Firstly, this is going to be I/O-bound from reading the data in. Secondly, it's going to be memory-bound. You'll get much better cache performance if you interleave the conversion with the reading.
Pick some reasonable buffer size that's large enough for good I/O performance but small enough to fit in your cache, maybe 8-32 KB or so. Read in that much data, convert, and repeat.
For example:
#define BUFSIZE 16384
uint8_t *buffer = malloc(BUFSIZE);
float *s1 = malloc(num_elements * sizeof(float));
int total_read = 0;
int n;
while(total_read < num_elements && (n = fread(buffer, 1, BUFSIZE, file_id)) > 0)
{
n = min(n, num_elements - total_read);
for(int i = 0; i < n; i++)
s1[total_read + i] = (float)buffer[i];
total_read += n;
}
free(buffer);
You might also see improved performance by using SIMD operations to convert multiple items at once. However, the total performance will still be bottlenecked by the I/O from fread, so how much improvement you might see from SIMD will be questionable.

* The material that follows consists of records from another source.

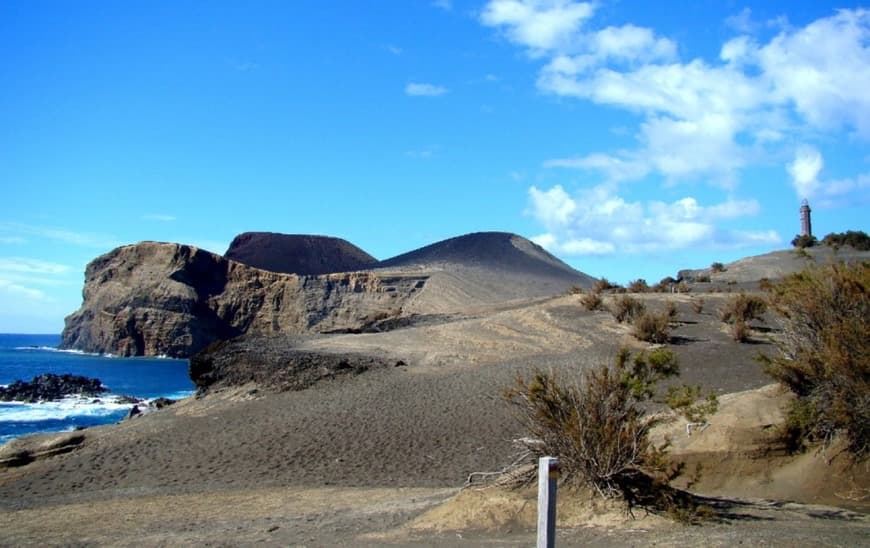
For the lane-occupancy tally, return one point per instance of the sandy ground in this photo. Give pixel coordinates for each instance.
(367, 458)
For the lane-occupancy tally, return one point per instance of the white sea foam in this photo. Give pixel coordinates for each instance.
(177, 395)
(61, 350)
(71, 406)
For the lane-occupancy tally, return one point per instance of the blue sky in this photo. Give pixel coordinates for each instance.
(631, 139)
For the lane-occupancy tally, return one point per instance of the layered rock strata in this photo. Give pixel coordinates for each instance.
(170, 299)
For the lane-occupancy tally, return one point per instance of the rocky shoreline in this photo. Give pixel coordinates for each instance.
(51, 387)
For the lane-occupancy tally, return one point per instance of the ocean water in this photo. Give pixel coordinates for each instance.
(23, 357)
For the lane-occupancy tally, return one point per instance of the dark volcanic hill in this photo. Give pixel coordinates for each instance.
(297, 253)
(492, 250)
(484, 268)
(161, 298)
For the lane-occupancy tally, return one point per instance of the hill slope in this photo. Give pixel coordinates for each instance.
(297, 253)
(483, 268)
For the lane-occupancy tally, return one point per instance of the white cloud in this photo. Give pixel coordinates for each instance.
(804, 171)
(424, 90)
(701, 120)
(540, 25)
(741, 22)
(823, 70)
(598, 222)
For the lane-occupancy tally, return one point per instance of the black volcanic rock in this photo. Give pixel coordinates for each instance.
(50, 387)
(500, 251)
(272, 362)
(156, 298)
(297, 254)
(153, 298)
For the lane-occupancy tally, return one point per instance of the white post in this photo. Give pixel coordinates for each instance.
(548, 473)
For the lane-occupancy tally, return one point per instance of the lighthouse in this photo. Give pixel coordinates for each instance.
(806, 221)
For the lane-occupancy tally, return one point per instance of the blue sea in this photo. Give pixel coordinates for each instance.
(23, 357)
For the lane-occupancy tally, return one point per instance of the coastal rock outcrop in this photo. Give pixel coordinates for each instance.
(297, 253)
(273, 363)
(169, 299)
(152, 298)
(50, 387)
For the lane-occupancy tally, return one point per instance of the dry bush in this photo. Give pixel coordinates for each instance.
(824, 354)
(743, 307)
(740, 330)
(600, 432)
(670, 310)
(626, 308)
(638, 286)
(652, 327)
(687, 400)
(603, 285)
(592, 301)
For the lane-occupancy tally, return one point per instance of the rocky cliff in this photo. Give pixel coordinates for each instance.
(171, 299)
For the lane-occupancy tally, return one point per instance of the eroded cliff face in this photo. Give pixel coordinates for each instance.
(153, 299)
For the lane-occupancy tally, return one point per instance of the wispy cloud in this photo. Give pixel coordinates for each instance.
(395, 50)
(159, 217)
(16, 290)
(417, 89)
(420, 154)
(445, 5)
(83, 239)
(31, 266)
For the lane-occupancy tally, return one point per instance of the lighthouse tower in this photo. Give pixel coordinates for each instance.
(806, 221)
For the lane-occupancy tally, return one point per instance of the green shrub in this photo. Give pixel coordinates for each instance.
(592, 301)
(626, 308)
(743, 307)
(652, 327)
(824, 353)
(857, 239)
(600, 433)
(638, 286)
(603, 285)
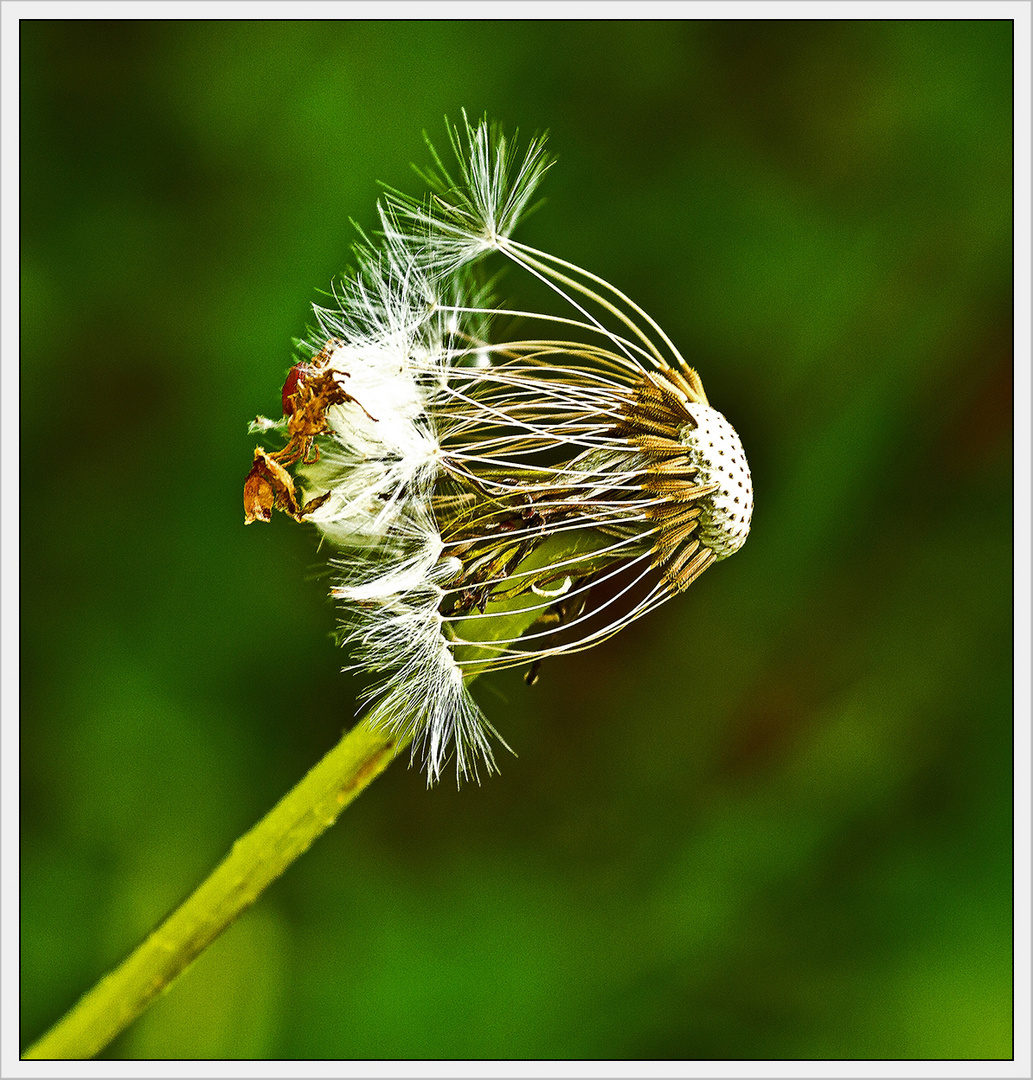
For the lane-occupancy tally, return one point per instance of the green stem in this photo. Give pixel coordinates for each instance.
(257, 859)
(260, 855)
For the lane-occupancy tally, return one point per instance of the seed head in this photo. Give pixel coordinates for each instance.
(499, 485)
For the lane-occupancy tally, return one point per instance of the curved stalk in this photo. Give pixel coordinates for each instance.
(262, 854)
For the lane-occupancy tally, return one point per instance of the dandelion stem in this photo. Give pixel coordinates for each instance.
(257, 859)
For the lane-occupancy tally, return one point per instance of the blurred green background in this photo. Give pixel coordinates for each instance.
(773, 820)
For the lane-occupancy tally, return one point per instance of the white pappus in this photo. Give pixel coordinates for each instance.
(499, 485)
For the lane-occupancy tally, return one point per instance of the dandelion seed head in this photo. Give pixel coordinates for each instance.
(499, 485)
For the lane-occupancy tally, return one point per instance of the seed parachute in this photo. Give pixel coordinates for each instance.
(498, 485)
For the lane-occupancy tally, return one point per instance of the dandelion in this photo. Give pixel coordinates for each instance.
(498, 485)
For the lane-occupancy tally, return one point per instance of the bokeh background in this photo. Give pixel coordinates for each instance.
(774, 820)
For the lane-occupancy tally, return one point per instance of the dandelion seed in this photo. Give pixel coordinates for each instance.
(493, 499)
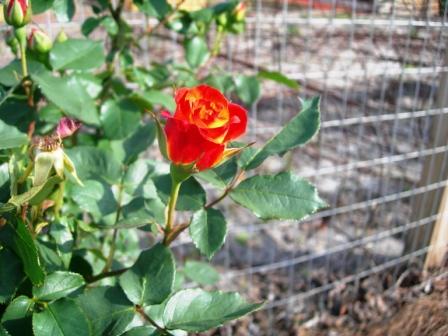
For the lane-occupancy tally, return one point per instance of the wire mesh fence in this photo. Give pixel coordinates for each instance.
(381, 157)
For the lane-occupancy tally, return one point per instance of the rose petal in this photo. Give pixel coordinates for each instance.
(186, 145)
(238, 122)
(183, 141)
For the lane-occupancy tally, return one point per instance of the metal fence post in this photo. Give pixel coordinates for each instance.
(434, 170)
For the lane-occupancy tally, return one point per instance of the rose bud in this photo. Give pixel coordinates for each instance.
(50, 154)
(17, 12)
(66, 127)
(240, 12)
(39, 42)
(13, 43)
(203, 123)
(61, 37)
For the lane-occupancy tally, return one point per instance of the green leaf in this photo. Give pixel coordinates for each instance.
(11, 136)
(11, 74)
(110, 25)
(140, 212)
(40, 6)
(91, 83)
(58, 285)
(108, 310)
(208, 231)
(247, 88)
(95, 163)
(89, 25)
(201, 272)
(156, 97)
(281, 196)
(17, 113)
(279, 78)
(11, 274)
(223, 83)
(69, 95)
(196, 51)
(64, 10)
(95, 197)
(150, 280)
(16, 318)
(36, 195)
(195, 310)
(137, 181)
(77, 54)
(119, 118)
(17, 237)
(3, 331)
(298, 131)
(139, 141)
(142, 331)
(220, 176)
(61, 318)
(191, 195)
(155, 8)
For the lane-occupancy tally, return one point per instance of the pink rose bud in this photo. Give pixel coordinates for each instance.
(17, 12)
(67, 127)
(39, 42)
(240, 11)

Since you're converting a large number of uint8_t
values, it's all possible you could get some improved performance by using a lookup table instead of doing the integer to floating point conversion. You'd only need a lookup table of 256 float values (1 KB), which easily fits in cache. I don't know if that would be faster or not, so you should definitely profile the code to figure out what the best option is.